# Two Philosophies of the Stop: Price Stops and Position Caps
> A stop is not one move but two philosophies: one cuts on price, the other cuts on size. Who each suits, why being right can still kill you, and why protecting capital is protecting your ability to recover. Educational method only, with a disclaimer at the end.
Published: 2026-07-06
Locale: en
Tags: risk-management, stop-loss, position-sizing, education

> *I see the past can't be argued back —*
> *but the road ahead is still mine to pursue.*
> —— Tao Yuanming, "The Return" (Eastern Jin, 405); translation mine
A stop is not one move but two entirely different philosophies. One cuts on price; the other cuts on size. Confusing the two is why plenty of disciplined people still lose big.
This post covers who each one suits, and one brutal fact: **you can be right in your analysis and still die.**
## Price stop: cut on the level
A hard price stop means you set a price before you enter, and if it breaks, you exit unconditionally, no reasons, no feelings.
**Who it suits:** short- and medium-term traders, leveraged positions, and anyone entering mainly off the technical picture. Your entry logic was tied to price structure in the first place, so once price breaks, the logic is gone and exiting is the natural consequence.
**The upside:** it locks the maximum loss on a single position. You know in advance the worst this one trade can cost you.
**The cost:** you can get shaken out — it breaks your level, you exit, and then it rallies right back without you. And on a gap, your actual fill can be far below the stop you set, so "locked" is not as locked as you thought.
## Position cap: cut on the size
A position cap takes the opposite road: it does not cut on price, it cuts on how much you put in to begin with. The rule is that no single name ever exceeds some share of your total assets.
**Who it suits:** long-term fundamental investors and anyone who does not want short-term noise to shake them out. If what you believe in is the three-year story, you should not let three-day swings decide whether you stay.
**The upside:** even if this name goes straight to zero, you can only be hurt so much. You use the one dial — how much you put in at the start — to keep the worst case inside what you can absorb.
**The cost:** it demands that you genuinely sit through a large drawdown on paper without touching anything. For many people that is harder than honoring a stop price, because the pain is visible in the account every single day.
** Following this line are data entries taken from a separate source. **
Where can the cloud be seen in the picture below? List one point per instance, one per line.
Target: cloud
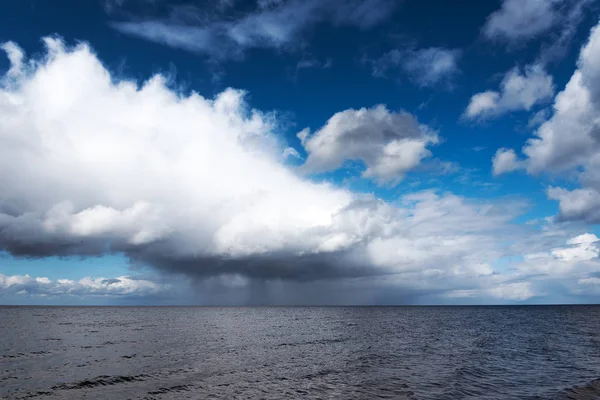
(518, 291)
(389, 143)
(519, 90)
(505, 160)
(426, 67)
(577, 204)
(568, 143)
(272, 24)
(92, 164)
(122, 286)
(554, 22)
(522, 19)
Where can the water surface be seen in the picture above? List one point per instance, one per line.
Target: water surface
(546, 352)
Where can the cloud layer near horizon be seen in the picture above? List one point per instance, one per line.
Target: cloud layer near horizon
(92, 164)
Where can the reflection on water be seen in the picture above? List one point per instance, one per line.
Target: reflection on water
(355, 352)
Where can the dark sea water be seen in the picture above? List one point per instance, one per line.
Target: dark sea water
(273, 353)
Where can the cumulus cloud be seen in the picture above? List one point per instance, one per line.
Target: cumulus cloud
(272, 24)
(389, 143)
(569, 141)
(519, 90)
(426, 67)
(505, 160)
(91, 164)
(114, 287)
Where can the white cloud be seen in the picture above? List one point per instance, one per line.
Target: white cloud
(522, 19)
(505, 160)
(569, 141)
(273, 24)
(427, 67)
(519, 90)
(15, 56)
(517, 291)
(577, 204)
(42, 286)
(389, 143)
(91, 164)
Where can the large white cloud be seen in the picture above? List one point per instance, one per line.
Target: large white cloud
(519, 90)
(91, 164)
(569, 142)
(44, 287)
(389, 143)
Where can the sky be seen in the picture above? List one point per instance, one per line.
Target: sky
(299, 152)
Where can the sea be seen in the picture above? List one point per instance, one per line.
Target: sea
(513, 352)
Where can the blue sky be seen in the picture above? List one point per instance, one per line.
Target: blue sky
(299, 152)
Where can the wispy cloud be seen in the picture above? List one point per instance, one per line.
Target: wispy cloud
(271, 24)
(426, 67)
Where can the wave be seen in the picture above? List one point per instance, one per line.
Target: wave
(589, 391)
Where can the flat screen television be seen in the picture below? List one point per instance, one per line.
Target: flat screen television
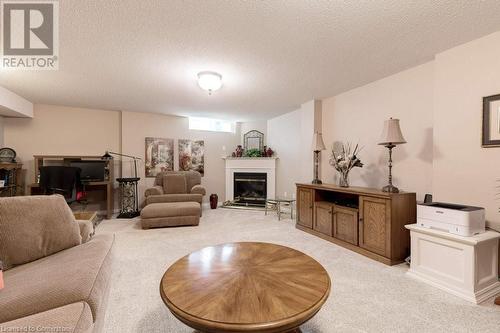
(91, 170)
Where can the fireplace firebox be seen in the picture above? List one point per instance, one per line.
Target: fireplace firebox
(250, 189)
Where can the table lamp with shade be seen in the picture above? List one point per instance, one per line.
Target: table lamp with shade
(390, 138)
(318, 146)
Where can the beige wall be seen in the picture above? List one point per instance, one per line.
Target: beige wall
(59, 130)
(260, 126)
(138, 125)
(290, 136)
(464, 172)
(357, 116)
(13, 105)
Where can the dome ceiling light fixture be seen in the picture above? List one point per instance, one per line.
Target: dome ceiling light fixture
(209, 81)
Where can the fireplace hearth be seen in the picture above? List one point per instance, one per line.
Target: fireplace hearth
(250, 189)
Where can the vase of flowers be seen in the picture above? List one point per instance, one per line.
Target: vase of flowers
(344, 161)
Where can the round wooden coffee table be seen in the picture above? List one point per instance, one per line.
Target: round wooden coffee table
(245, 287)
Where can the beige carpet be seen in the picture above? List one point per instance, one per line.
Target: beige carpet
(366, 296)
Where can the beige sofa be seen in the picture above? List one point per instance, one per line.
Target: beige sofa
(176, 186)
(53, 281)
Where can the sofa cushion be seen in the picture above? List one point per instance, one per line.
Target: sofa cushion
(33, 227)
(174, 184)
(170, 209)
(80, 273)
(75, 317)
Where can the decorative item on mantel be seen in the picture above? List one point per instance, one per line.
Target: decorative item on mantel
(390, 138)
(252, 152)
(318, 146)
(344, 161)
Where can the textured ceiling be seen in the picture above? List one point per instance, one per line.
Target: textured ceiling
(143, 55)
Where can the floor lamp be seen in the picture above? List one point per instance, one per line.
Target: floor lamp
(129, 200)
(390, 138)
(318, 146)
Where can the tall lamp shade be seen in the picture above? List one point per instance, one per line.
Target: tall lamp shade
(317, 146)
(391, 133)
(390, 138)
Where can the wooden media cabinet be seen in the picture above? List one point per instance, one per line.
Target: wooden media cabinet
(367, 221)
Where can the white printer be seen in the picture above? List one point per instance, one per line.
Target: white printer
(456, 219)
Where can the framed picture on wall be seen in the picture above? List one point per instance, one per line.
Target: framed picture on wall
(491, 121)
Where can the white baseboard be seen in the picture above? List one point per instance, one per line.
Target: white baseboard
(474, 297)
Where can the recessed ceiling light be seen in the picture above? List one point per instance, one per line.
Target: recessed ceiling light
(209, 81)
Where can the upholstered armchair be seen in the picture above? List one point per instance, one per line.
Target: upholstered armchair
(176, 186)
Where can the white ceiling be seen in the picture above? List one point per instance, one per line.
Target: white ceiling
(143, 55)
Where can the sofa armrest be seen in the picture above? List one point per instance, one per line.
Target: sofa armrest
(198, 189)
(86, 230)
(155, 190)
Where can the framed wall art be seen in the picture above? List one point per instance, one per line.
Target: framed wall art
(159, 156)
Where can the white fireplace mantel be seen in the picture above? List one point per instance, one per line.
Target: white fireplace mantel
(250, 164)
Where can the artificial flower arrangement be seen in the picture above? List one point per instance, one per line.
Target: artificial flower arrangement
(344, 161)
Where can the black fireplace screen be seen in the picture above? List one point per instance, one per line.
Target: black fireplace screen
(250, 188)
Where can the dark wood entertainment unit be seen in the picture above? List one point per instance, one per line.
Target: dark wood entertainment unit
(367, 221)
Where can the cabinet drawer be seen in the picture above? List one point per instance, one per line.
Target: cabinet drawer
(323, 221)
(345, 224)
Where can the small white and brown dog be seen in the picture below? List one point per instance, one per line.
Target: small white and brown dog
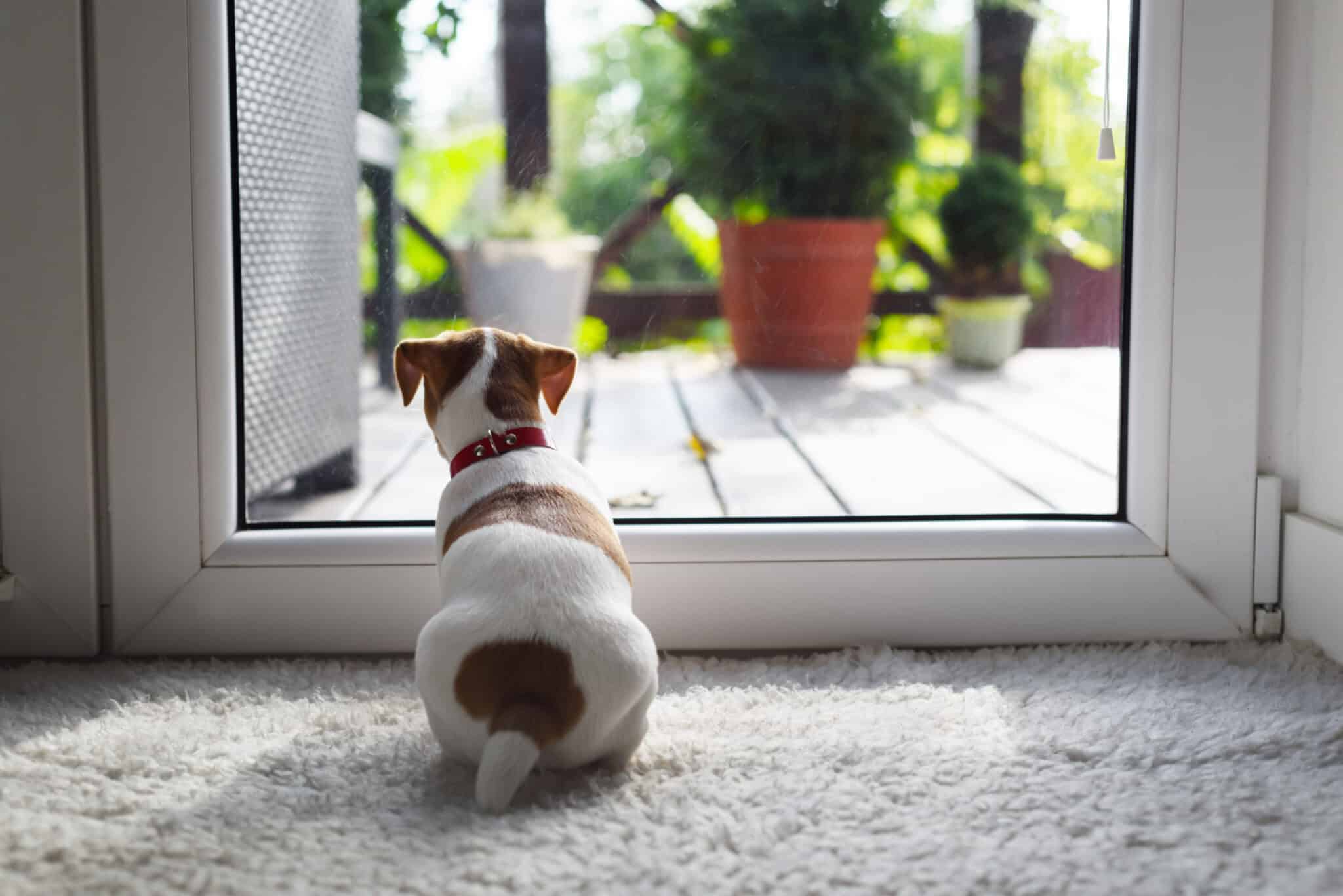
(536, 657)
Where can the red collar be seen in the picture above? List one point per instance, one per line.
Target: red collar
(496, 444)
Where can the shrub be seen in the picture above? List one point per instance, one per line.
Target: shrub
(797, 107)
(986, 222)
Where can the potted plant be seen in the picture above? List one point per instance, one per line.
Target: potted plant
(797, 113)
(528, 272)
(986, 224)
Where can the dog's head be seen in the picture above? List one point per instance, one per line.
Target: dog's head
(483, 379)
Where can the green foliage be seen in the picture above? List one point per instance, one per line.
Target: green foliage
(697, 233)
(591, 336)
(986, 222)
(1081, 198)
(797, 107)
(382, 51)
(908, 335)
(435, 183)
(534, 214)
(612, 134)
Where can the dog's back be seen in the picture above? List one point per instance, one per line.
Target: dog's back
(536, 656)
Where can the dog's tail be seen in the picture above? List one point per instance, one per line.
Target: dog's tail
(519, 731)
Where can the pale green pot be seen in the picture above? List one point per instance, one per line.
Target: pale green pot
(984, 332)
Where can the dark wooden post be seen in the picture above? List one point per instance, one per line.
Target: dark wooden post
(1003, 41)
(524, 74)
(387, 305)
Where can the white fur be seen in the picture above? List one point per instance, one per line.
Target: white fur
(516, 582)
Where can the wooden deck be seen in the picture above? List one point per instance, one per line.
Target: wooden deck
(677, 435)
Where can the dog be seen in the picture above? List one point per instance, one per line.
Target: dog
(536, 657)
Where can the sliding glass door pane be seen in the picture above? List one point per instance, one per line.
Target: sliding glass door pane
(818, 261)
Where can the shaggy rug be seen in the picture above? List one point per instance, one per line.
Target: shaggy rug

## Why "right in your analysis" can still kill you
Because of tail events.
You can be right about the company, the trend, and the valuation, and a single black swan — accounting fraud, a policy reversal, war, liquidity freezing in an instant — can carry you off the field while you are on the correct road. The market can stay irrational longer than you can stay solvent.
So the point of risk control was never to help you guess right. Risk control exists to make sure that **when you guess wrong, or your luck runs out completely, you are still alive.** Anyone who keeps saying "my analysis is thorough, so I do not need a stop" will eventually meet the variable they did not price in.
## Protecting capital is protecting your ability to recover
Losses are asymmetric. Lose 50% and you need a 100% gain just to break even; lose 80% and you need 400%. The deeper the hole, the harder the climb, and the difficulty is not linear.
So the real purpose of a stop — either kind — is not to avoid every loss but to make sure **no single loss is ever large enough to knock you out of the game.** You do not need to win every hand; you just need to stay at the table forever. Stay alive, and there is always a next hand.
## So which do you choose
Most veterans do not choose one over the other; they layer both:
- The **position cap** decides how much any single name can hurt you — aggregate control.
- The **price stop** decides how much any single trade can lose — per-trade control.
The key is not picking which is cleverer, but thinking clearly before you enter: which kind of investor are you? Is your entry logic tied to price or to fundamentals? Which pain can you actually bear — the regret of being shaken out, or the grind of watching a drawdown? Settle that before you enter, and it matters more than any stop formula.